Шины мерно шуршали по гладкому асфальту. Мы спокойно обсуждали поэзию символистов, потом Нинель стала читать свою поэму. Под ее ритмичное завывание я чуть не заснула за рулем. Встала непривычно рано, и веки просто слипались. Обычно в таких случаях включаю радио погромче, но сегодня такое невозможно. Пришлось покачивать головой в такт декламации Сундукян.

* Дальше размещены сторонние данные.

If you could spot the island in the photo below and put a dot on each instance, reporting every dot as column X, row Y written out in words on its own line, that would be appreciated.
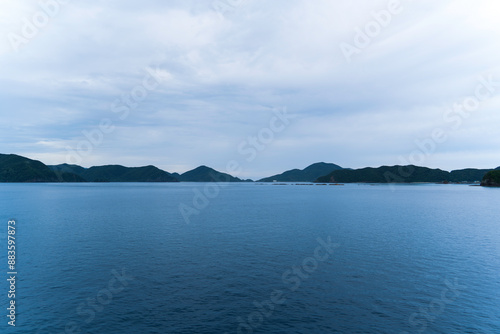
column 491, row 179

Через два часа я все же спросила:
– Долго еще?
– Следующий поворот направо, – спокойно сообщила спутница.
«Вольво» послушно повернул и поскакал по ухабам и рытвинам. «Как бы не пришлось менять амортизаторы», – невольно подумалось мне.
Еще примерно через полчаса Нина неожиданно скомандовала:
– Стоп.
Я нажала на тормоз и, поднимая ручник, осведомилась:
– Где деревня-то?
Машина стояла на опушке леса, прямо за ветровым стеклом начинались огромные мрачные деревья.